Sports center customer segmentation: a case study
Juan Soto, Ramón Carmenaty, Miguel Lastra, Juan M. Fernández-Luna, José M. Benítez
TL;DR
This study tackles a sports-center customer segmentation problem characterized by a very large, heterogeneous dataset with substantial missing data. The authors implement a novel, region-wise unsupervised pipeline that starts with DBSCAN to estimate cluster structure and refines it with $k$-means, using a distance function whose feature weights are optimized by a genetic algorithm. Key innovations include data space partitioning to manage missingness, density-aware non-linear normalization, and an GA-driven weighting scheme guided by the Davies-Bouldin score, all implemented in Python with DEAP and scikit-learn. The approach yields 26 practically relevant customer segments from an initial 42, demonstrating improved clustering quality and actionable insights for targeted marketing in sports centers, while acknowledging the need for high-quality data and ongoing adaptation to evolving customer needs.
Abstract
Customer segmentation is a fundamental process to develop effective marketing strategies, personalize customer experience and boost their retention and loyalty. This problem has been widely addressed in the scientific literature, yet no definitive solution for every case is available. A specific case study characterized by several individualizing features is thoroughly analyzed and discussed in this paper.
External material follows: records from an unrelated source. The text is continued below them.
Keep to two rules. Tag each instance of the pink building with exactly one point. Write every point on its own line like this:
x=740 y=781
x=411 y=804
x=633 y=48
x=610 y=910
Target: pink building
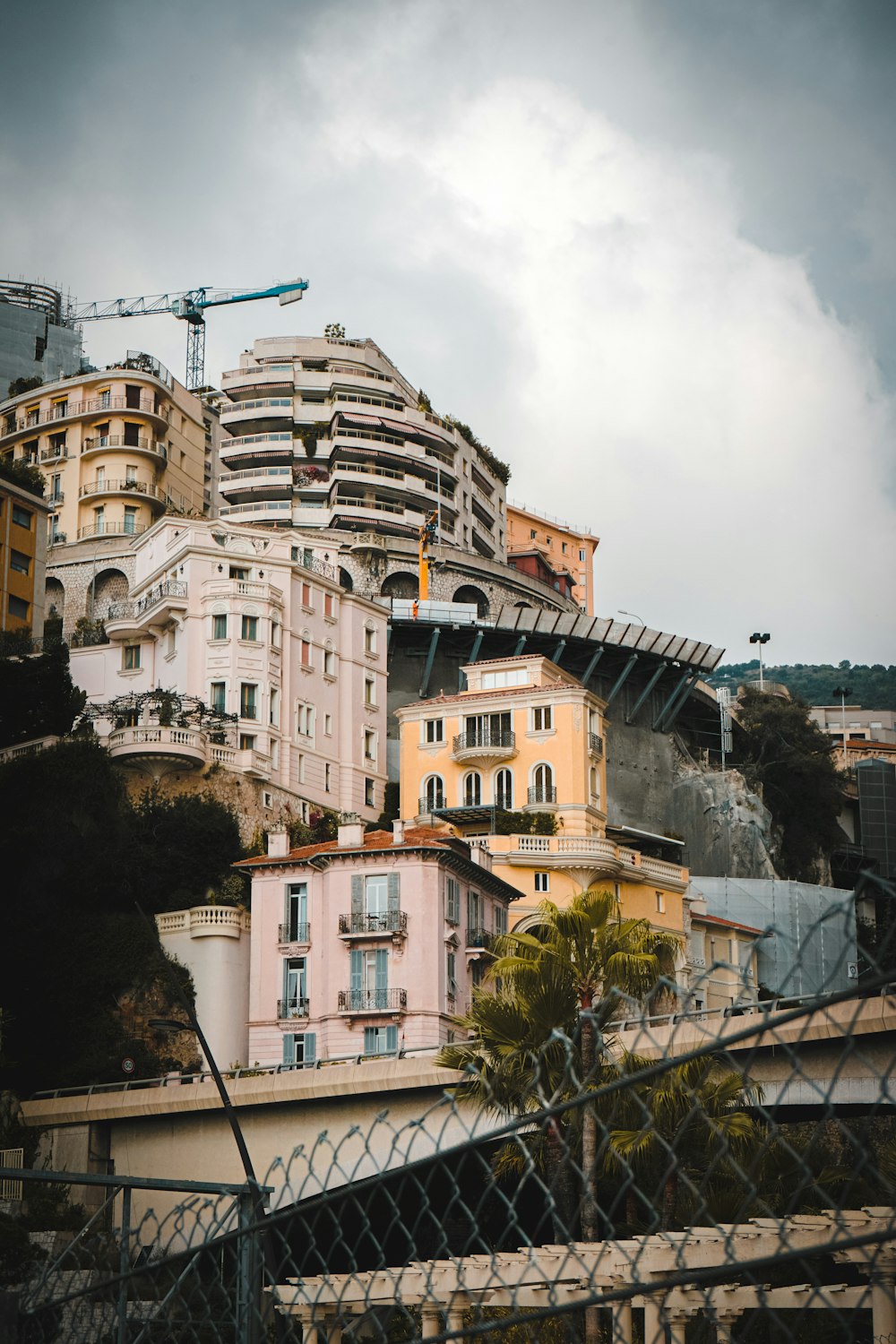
x=367 y=943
Because of the case properties a robust and innovative approach to both data handling and analytical processes is required. The study led to a sound proposal for customer segmentation. The highlights of the proposal include a convenient data partition to decompose the problem, an adaptive distance function definition and its optimization through genetic algorithms. These comprehensive data handling strategies not only enhance the dataset reliability for segmentation analysis but also support the operational efficiency and marketing strategies of sports centers, ultimately improving the customer experience.